Estas claves son procesadas de inmediato e integradas en la mente para captar el sentido y las intenciones del otro; esto resulta natural en nosotros, pero para los niños con autismo es un problema, ya que, debido a una anormalidad cerebral, no pueden detectar estas intenciones ni descifrar la ironía y el sarcasmo.
Lo mismo sucedería, por ejemplo, con alguien que llegara de otro planeta. En la película Alien Nation (1988), de Graham Baker, cuya premisa es la llegada y asimilación en nuestra sociedad de un grupo de extraterrestres —que son apodados newcomers—, James Caan hace el papel de un policía obligado a convivir con un detective alienígena y, en una escena, intenta contarle el chiste del médico que, al firmar la receta de un paciente, dice: «Un momento: si aquí tengo el termómetro, ¿dónde puse mi pluma?», a lo que el extraterrestre, que no está familiarizado con el humor sarcástico, contesta sin sonreír siquiera: «En el recto del paciente... ¿qué tiene eso de gracioso?»

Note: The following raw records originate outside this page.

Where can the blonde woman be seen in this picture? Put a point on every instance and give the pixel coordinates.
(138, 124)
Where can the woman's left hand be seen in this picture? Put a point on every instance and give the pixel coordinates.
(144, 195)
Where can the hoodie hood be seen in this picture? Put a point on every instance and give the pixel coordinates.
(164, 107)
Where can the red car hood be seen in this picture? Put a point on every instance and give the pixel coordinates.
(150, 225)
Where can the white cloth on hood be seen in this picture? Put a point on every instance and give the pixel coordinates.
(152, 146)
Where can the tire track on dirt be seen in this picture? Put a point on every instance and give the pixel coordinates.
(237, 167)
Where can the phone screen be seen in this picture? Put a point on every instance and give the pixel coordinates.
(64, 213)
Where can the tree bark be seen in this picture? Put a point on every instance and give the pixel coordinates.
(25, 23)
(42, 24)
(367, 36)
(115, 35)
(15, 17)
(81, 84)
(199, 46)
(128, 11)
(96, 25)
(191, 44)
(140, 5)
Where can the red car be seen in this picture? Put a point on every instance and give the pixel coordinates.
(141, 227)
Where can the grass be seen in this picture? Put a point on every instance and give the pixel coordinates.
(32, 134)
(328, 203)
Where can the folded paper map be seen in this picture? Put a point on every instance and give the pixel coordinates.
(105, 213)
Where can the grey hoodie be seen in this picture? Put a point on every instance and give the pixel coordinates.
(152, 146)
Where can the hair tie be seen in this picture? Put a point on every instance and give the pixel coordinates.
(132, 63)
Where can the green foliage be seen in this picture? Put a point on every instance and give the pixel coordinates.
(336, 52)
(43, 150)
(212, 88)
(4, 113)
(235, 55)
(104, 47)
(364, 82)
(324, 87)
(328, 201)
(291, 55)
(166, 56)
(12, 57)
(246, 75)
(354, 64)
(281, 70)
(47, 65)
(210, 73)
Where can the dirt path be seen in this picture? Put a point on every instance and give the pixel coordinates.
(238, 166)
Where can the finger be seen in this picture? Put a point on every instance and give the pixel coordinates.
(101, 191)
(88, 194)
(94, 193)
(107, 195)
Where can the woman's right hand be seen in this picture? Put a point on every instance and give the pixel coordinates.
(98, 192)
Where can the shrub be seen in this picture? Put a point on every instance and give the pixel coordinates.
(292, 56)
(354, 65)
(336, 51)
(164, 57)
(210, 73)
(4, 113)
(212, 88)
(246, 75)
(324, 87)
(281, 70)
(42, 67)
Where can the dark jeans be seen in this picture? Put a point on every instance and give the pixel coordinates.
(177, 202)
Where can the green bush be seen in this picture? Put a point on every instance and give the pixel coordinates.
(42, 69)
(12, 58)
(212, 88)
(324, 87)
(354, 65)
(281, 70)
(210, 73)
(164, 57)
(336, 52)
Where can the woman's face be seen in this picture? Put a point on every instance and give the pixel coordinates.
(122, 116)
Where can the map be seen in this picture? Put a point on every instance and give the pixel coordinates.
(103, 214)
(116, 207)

Los experimentos de Pexman han revelado que somos sensibles a
la ironía desde la infancia, pero también se ha dado cuenta de que, aunque los niños de seis años detectan perfectamente los comentarios sarcásticos, no les agradan del todo.
Desde que somos niños desarrollamos una sensibilidad amarga o sardónica ante las tribulaciones de la vida.
Por ejemplo, si un niño falla un gol en un partido de futbol y el entrenador le grita: «Buenísimo tu tirito, ¿eh?»,
el niño sabrá perfectamente que lo está diciendo en doble sentido; pero si, en cambio, metiera el gol y el entrenador le gritara: «¡Qué horrible tiro!», al pequeño le costaría más trabajo procesarlo e, incluso, lo confundiría, porque la ironía sarcástica nos resulta más común y familiar que la contraria.
No existe una respuesta precisa de porqué sucede así, pero Pexman cree que se debe a que los humanos esperamos que la gente, en general, sea «buena onda» con nosotros —y no al revés—, y los comentarios irónicos o sarcásticos hacen gala de nuestra «mala onda».